A man can justify an act of murder if he is protecting any of three things, the saying goes: land, gold, and women (zan, zar, zameen in Urdu). Last week in Bombay I went to a preview screening of this movie, and despite its grim subject I am glad I did. Honor killing is a practice that continues today—crossing borders, culture and religion—and this is a compelling watch if you get the chance to see it (more on that later). Most people’s views (including mine) of honor killing have been skewed by misconceptions which the film takes pains to clear.
The concept of honor killing has its roots in the tribal code above which predates religions and cultures, but has been adopted by societies where the idea of woman as man’s property is embraced. This conceit is of course nothing new, not even in American society (where women are often part of an equation alongside fast cars and big houses as a sign of a man’s success). The belief that honor killing stems from Islamic tenets is simply not true; in fact honor killings take place in Latin America and other places where male-dominated culture also prevails. It is chilling to me sometimes what a very thin line separates “us” from “them.”
Warning: spoilers are here throughout although I’ve kept the synopsis short!

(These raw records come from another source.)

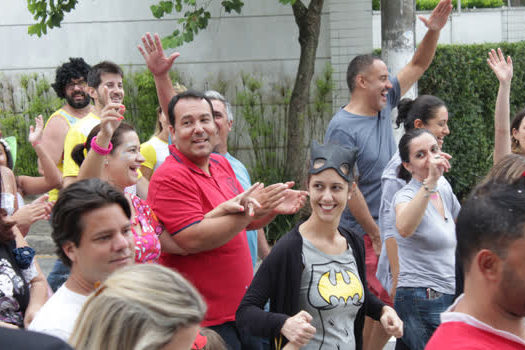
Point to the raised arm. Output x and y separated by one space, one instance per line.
424 54
503 70
109 121
359 209
52 176
159 65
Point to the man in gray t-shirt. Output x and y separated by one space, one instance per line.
365 123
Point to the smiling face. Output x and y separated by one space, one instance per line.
195 131
125 160
328 195
421 148
113 82
377 85
106 244
76 93
438 125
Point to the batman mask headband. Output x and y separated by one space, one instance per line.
331 156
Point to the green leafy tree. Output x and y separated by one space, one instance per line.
195 17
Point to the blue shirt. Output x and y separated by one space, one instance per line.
373 137
244 178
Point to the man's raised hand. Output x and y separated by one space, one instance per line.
439 16
156 60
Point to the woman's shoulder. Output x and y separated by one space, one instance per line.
289 240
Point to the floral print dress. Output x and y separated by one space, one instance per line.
147 243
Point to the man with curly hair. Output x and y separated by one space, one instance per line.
70 84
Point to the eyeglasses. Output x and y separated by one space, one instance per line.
72 84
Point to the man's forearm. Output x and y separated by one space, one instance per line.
165 91
263 248
502 145
211 233
426 50
359 209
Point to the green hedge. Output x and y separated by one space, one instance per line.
461 77
431 4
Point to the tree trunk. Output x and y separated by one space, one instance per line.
398 40
309 22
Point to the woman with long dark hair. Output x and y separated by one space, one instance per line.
426 209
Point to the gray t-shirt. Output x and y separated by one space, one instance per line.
332 292
427 257
373 137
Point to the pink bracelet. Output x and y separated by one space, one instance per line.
102 151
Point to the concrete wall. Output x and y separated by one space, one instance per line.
470 26
263 39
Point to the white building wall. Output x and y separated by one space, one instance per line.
263 39
470 26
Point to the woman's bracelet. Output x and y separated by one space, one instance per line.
102 151
428 190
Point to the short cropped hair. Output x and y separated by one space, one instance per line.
492 218
76 200
188 94
137 307
357 66
76 68
215 95
94 76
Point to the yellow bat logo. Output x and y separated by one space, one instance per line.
341 289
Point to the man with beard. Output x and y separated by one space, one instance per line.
70 84
104 82
104 87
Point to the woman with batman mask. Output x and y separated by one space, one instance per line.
315 276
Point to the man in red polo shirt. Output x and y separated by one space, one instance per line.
491 243
185 193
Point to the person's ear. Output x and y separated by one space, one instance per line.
351 191
70 249
418 124
360 81
92 92
407 166
489 265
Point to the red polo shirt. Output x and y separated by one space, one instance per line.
180 194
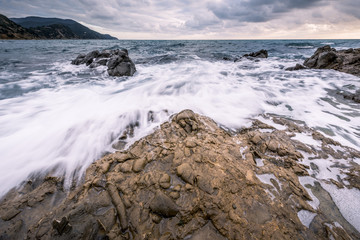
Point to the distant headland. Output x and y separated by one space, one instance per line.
46 28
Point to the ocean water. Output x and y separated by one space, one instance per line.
59 118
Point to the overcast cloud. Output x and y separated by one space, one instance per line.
202 19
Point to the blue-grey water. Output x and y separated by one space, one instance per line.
60 117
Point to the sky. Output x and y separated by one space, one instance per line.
202 19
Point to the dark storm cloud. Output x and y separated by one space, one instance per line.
351 7
257 10
175 18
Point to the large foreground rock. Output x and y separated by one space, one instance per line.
190 179
117 61
347 61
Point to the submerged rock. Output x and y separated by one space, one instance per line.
297 67
325 57
117 61
190 179
259 54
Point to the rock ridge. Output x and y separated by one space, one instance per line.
189 179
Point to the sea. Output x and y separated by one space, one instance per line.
58 118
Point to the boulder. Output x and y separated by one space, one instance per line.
297 67
325 57
192 179
117 61
259 54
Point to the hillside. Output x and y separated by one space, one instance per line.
79 31
11 30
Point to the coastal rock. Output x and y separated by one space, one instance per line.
259 54
192 179
297 67
117 61
352 96
325 57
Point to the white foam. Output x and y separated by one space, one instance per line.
347 202
259 162
307 139
71 125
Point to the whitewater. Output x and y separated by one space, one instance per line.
57 118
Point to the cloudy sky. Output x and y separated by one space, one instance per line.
202 19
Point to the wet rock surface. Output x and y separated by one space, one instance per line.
347 61
191 179
259 54
297 67
117 61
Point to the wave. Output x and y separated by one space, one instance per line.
302 45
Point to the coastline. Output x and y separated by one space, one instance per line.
192 179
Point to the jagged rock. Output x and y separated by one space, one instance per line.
163 205
259 54
325 57
189 179
297 67
352 96
117 61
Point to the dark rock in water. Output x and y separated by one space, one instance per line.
259 54
297 67
117 61
352 96
190 179
325 57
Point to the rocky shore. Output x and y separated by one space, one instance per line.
117 61
192 179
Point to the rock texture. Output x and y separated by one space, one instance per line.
259 54
117 61
297 67
190 179
347 61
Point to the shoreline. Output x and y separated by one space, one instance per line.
190 160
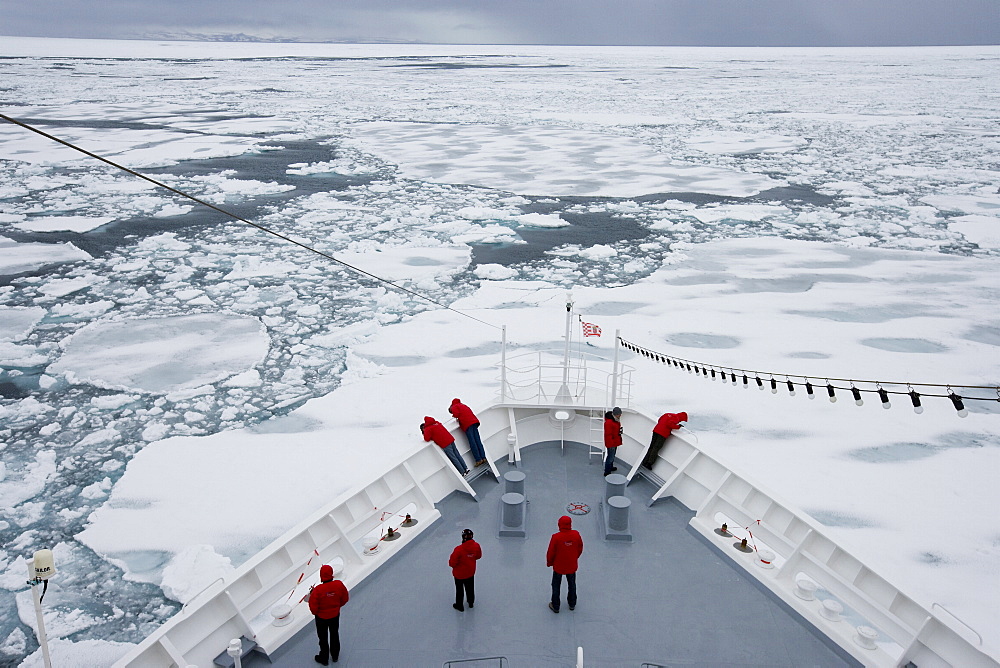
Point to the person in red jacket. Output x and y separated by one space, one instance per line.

The Indian Muslim family at the center of this story live in Birmingham, England, where 17-year-old daughter Saira (Neelam Parmar) has been brought up. Her father Nazir (Narindra Samra) is a highly educated university professor and on the surface anyway, somewhat liberal; as a result, Saira has grown up with more freedom than some of her Asian peers.
She is an intelligent girl planning to go to college, and she has an English boyfriend named David (Richard Kelly) whom she has kept secret from her family although they are serious about each other. Her father has encouraged her studies, and they share a close bond, but she knows that he will disapprove of her relationship with a white boy.
The situation is brought to a head—and a tragic conclusion—when Nazir’s more conservative elder brother Riyaaz (Hassani Shapi) arrives from India with a marriage proposal for Saira. He insists that Saira cover her head with a scarf in his presence, and chides Nazir for indulging her. He sees no reason for her to study any further and he convinces Nazir eventually that she will be better off married and living in India.
The film presents this narrative as a series of flashbacks intercut with meetings between Nazir and the lawyers appointed to defend him in court, one of whom is a Pakistani woman. When her male English colleague suggests they defend him on the grounds of cultural differences, she digs into the history and practice of honor killing because she doesn’t want her religion and culture to stand as a validation of it.
The excellent performances by everyone in the cast contribute to the many nuances in the story and characters which surface throughout. Narindra Samra, particularly, gives the conflicted Nazir a fine edge to walk on, and sensitively portrays the pull that his homeland and culture still hold for him—a potentially difficult thing to do, since his compliance in Saira’s killing despite his love for her has to be believable for the film to work. And Neelam Parmar perfectly plays out Saira’s bewilderment as her world changes completely, and her inability to grasp that her lifelong hero and beloved father has become her enemy. Kudos also to writer/director Avantika Hari for making this important film so competently!
After the screening I spoke briefly with the producer Vivek Agrawal. He is looking for ways to distribute the film and get it out to a wider audience, so if any of you have ideas let me know! You can visit the film’s website and there is also a blog. I would really encourage anyone who has a chance to get out there and see this!
The whole woman as man’s property conceit, and its insidious and pervasive presence, is one of my very biggest pet peeves, and this movie perfectly illustrates why. In the future when someone tells me to “get a sense of humor” on the subject, I hope I have a Land Gold Women DVD to first throw at his (or her) head, and then make him (or her) sit down and watch. (Yes, Vivek, that is a broad hint.)